Today, we see such misunderstanding and verbal wars in Parliament as our leaders debate the National Budget.

They quarrel and scream at each other because they fail to grasp the essence and power of language to shape our nation, the Guyanese civilization. Our society suffers from this failure to see that it’s not what happens, but it’s rather how what happens actually occurs to us.

Our society today places such low value on literature and books. Our radio and TV stations insist on loud pop culture stooped in non-thinking. We see little effort on a national scale to inculcate in our people and leaders this essential love for language, the way we saw with Burnham, Walter Rodney, Cheddi Jagan, and the great Guyanese of old.

Our paucity today in the realm of love for books must be the saddest thing for us as a 21st century society.  We simply refuse to value books as a national asset, as a value of who we are as a people.

Dave Logan and Steve Zaphron wrote and published a book  in 2011 about how to re-write the future, even as we were in a nasty election campaign with the then President gyrating to lewd lyrics on stage with the nation watching.

The Zaffron-Logan book details the authors’ experiences in “re-writing the future” through reforming how people see and use language.

What kind of future are we creating as a nation?

We look at the Budget as the document, formed of language, that would shape us as a society over the next year.
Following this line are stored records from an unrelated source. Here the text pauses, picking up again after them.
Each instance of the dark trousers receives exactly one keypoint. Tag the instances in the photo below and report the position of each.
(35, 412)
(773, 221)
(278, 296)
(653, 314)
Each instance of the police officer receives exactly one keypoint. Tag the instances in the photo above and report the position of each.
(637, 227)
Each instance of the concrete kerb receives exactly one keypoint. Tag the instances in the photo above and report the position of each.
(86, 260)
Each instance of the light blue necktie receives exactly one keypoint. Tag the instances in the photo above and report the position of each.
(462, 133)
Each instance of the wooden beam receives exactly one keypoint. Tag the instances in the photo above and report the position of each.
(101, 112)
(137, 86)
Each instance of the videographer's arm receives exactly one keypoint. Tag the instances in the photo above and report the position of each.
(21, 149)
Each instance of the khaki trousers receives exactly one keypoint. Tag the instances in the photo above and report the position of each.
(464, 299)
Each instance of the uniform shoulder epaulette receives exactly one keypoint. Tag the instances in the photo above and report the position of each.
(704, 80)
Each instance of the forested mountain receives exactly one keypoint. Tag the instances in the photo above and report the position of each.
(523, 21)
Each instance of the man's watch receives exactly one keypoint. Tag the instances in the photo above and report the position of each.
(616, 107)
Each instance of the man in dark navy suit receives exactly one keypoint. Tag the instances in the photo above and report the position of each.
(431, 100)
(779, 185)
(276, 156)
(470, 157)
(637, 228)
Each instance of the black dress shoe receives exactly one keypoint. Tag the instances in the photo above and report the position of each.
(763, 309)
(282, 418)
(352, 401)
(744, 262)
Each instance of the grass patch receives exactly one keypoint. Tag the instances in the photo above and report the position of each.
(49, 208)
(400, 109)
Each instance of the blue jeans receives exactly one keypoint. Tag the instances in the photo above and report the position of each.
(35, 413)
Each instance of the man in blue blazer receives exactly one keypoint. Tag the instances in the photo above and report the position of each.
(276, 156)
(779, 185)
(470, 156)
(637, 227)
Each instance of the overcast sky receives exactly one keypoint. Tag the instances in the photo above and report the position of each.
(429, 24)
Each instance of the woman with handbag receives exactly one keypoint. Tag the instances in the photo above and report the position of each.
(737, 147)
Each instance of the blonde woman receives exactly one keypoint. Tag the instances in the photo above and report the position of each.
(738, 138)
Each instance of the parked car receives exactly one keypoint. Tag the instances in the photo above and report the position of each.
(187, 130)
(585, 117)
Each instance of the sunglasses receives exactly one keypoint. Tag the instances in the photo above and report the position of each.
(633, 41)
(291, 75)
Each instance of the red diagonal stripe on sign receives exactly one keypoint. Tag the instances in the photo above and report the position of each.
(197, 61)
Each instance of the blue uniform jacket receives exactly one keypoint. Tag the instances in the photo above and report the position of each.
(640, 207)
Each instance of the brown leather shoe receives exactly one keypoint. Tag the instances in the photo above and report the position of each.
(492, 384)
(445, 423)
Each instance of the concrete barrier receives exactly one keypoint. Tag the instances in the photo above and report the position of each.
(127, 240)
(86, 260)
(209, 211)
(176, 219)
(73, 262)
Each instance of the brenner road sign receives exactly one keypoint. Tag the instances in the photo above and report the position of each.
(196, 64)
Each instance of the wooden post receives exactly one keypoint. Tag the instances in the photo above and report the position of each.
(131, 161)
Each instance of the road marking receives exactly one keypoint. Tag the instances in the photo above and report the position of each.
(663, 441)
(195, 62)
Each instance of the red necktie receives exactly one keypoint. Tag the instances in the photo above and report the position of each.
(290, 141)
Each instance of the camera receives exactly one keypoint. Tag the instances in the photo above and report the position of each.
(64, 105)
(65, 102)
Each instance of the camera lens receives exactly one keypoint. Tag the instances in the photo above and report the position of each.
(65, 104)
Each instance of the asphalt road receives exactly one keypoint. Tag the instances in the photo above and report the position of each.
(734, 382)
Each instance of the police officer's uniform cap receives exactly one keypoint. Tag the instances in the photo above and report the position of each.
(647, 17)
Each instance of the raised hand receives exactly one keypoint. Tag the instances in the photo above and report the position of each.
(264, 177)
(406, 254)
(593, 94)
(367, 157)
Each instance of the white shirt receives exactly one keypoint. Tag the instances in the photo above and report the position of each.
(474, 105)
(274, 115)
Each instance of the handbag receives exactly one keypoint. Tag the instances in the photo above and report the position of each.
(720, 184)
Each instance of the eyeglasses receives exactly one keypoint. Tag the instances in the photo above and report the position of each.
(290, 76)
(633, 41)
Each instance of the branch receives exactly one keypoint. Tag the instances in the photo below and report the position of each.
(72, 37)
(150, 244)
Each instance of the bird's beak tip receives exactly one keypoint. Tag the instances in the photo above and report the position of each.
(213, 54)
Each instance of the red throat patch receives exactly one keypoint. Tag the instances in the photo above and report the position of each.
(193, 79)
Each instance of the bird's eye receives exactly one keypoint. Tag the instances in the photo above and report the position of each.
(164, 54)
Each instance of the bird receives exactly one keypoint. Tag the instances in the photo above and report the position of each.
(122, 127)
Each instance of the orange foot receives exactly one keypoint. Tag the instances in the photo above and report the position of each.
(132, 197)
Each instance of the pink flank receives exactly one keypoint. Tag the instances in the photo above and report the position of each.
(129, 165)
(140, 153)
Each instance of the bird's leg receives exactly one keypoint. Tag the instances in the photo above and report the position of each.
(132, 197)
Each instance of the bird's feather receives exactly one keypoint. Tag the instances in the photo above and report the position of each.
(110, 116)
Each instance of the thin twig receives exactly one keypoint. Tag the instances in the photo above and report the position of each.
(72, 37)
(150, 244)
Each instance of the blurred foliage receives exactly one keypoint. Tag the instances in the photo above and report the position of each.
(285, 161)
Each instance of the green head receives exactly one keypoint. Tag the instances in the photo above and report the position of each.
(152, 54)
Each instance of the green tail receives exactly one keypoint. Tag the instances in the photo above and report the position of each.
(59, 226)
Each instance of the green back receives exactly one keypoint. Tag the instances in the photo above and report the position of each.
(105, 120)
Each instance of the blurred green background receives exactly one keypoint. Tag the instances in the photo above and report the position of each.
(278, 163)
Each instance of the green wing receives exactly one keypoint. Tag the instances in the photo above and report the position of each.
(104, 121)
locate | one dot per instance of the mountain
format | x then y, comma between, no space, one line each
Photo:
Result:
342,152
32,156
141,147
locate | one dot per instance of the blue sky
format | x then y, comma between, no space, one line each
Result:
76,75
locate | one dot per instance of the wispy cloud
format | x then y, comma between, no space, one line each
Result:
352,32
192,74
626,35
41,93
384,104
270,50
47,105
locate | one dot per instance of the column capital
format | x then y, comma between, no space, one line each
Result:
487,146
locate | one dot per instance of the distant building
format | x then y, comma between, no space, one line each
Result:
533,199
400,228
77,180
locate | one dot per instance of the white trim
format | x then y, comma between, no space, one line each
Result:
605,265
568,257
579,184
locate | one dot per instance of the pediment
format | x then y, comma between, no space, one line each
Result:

And this document occurs to the Government as a brilliant plan, unquestioned in its wisdom and perfection. Suffering from that terrible disease that George Orwell, the great writer, called group-think, each one who favours the Government defends the Budget with vehement verbal violence.

Each MP on the Opposition benches returns the favour tit-for-tat, with one Opposition member commenting last week that the Budget would generate “bloody war”, a reference to anticipated verbal violence, even before the Budget details were declared.

Such actions flow from how we occur to each other, how we see each other, how we feel about each other. We look at one another not with the goal of humane understanding and mutual respect and regard, but with suspicion, distrust and disregard.

If we occur to each other in such a way, how could we come together to write the future of the Guyanese nation?

We create our future through language, the way Burnham and Jagan did in their leadership.

Today, we cannot advance unless we elevate our thinking and understanding to these new realms of wisdom.

Life is what it is. But it’s how it occurs to us that matters, for that’s how we see, feel and relate. It’s how it occurs to us that we act upon.

So we drive ourselves not so much by what actually is happening, but by how we see and feel, how the world occurs to our frames of reference, our narrow worldview and mindset.

This comes with a grave danger: we keep repeating our past mistakes, stumbling into a “default future”, a term coined by Zaffron and Logan.

So the 2014 Budget is but a reflection of the 2013 scenario, and the citizen stands dumbfounded, disgusted, downtrodden, depressed, demoralized.

We must transform how we see ourselves as a nation, as a civilization, as a society, so that we are able and competent to re-write the future, to transform our “default future” into a new, dynamic future based not on how things occur to us, but on our aspirations, potential and true gifts and talents as the Guyanese nation.

Overseas, migrated Guyanese re-write their future. We must be the same way in the homeland.

We accomplish this simply with a new respect for the power of language, and what it can accomplish in the human heart.

With words, our leaders cause the heartbeats of the nation.